この感想は、「ゲーム機」として、というよりも、あくまで「ネット家電」としての評価である。そして、ユーザー層がある程度限られる(ゲームファンだけだし、だいたい男の子ばかりだし)ために、売上げとして他を圧倒するわけではないかもしれないが、「おもてなし」的に見ると、機能の統合がユーザー向けによくできたスグレモノ、と思うワケである。

Xboxの「真の敵」とは? : Tech Mom from Silicon Valley

もちろんXBOX360は"ゲーマーへ向けた"おもてなしに特化した戦略を採っているので、その点でこの見方はその通りだとおもう。ただし、これは「ゲーマーとしての視点」であって、「ネット家電」としての視点ではないのじゃないだろうか。

「ゲーマーにもっと良い体験を」のスローガンに元にゲーム業界はどんどんコアゲーマー向けに先鋭化していき、それについて行けない人はどんどん脱落していった。"ゲームをする人のためのゲーム業界"になってしまった、それが2~3年前の日本。そういった、ゲームで遊ぶ人が特定層へ先鋭化する事に対する危機感へのカウンターとして出てきたのがDSとWiiな訳です。

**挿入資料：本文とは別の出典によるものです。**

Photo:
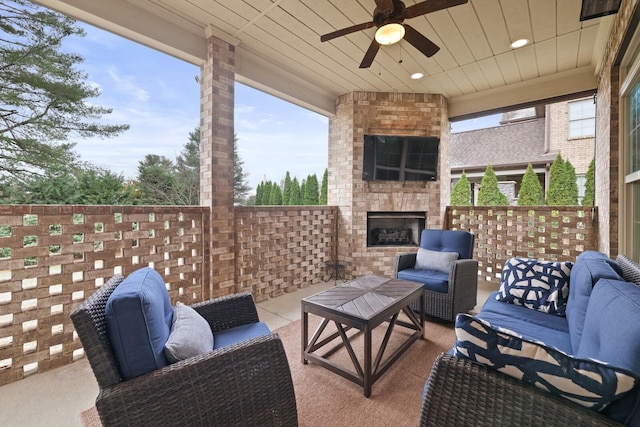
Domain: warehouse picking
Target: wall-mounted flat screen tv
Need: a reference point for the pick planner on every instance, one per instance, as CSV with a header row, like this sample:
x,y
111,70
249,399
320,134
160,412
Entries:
x,y
400,158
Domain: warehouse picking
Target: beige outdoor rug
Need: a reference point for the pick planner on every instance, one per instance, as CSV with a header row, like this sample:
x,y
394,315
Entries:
x,y
326,399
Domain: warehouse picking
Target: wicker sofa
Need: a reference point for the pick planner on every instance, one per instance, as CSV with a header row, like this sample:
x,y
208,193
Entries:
x,y
491,378
245,383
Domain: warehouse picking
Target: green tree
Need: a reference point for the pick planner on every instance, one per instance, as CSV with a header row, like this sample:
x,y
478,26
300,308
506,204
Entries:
x,y
156,180
187,172
99,186
590,185
311,194
296,197
530,193
241,186
324,189
44,98
489,194
286,191
275,196
461,193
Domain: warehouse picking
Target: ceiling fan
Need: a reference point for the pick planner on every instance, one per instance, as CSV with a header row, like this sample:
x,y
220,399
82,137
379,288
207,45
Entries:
x,y
389,16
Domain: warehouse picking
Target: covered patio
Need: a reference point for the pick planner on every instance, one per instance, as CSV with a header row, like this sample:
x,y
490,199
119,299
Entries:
x,y
275,46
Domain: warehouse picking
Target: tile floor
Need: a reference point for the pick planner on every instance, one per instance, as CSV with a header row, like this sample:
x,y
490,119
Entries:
x,y
56,398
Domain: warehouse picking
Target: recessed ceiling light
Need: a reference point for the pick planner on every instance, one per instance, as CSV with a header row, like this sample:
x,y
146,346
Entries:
x,y
519,43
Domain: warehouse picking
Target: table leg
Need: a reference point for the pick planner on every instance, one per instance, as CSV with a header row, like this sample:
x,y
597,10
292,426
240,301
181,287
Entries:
x,y
304,334
367,361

XBOX360は"ゲーマー"へ向けた「おもてなし」に特化しているし、それはいわば「わかるひとにはわかる」世界ともいえる。でも、コアゲーマーじゃ無い人への「おもてなし」をゲーム業界がやっちゃいけないって事はないよね?っていうのがWiiのコンセプトだ。この2つを「ゲーマーへ向けたおもてなし」で評価すれば、そりゃXBOX360が優れているのは明らかなんだけど、それは「おもてなし」の範囲を狭く取りすぎてるんじゃないかな。

という前提に立てば、XBOX360とXBOX Live!がサービスとして優れているとするのは、とっても「ゲーム機」的な視点あるいは「ゲーマー」的な視点の評価に思えるし、「ネット家電」と評するにはXBOX360はゲームに特化しすぎてる気がしてちょっとはばかられるのだよなぁ。そのうち米国でもコアゲーマーへの先鋭化が進んで、ユーザー層の偏りと縮小が起こるんじゃないだろうか(米国でもWiiが売れているっていうことは、すでにそういったステージに入ってきてるのかもしれないけど)。

ちなみにWiiの戦略では「家族」がフィーチャーされることが多いけど、それはいわばプロパガンダのための「釣りエサ」みたいなものなんですよね。イメージをわかりやすく形作るための。

実際の所は、プレイヤー一人一人に割り当てられるフレンドコードを友達どうして登録しあい、インターネットを通じていつでも呼びかけ→対戦という遊び方が盛り上がっているし、世界中のプレイヤーを相手にしたランダムバトルが日夜繰り広げられてます。

つまりどういうことかと言うと、マリオカートのWi-Fi対戦がおもしろすぎて寝られないぜ!と言うお話。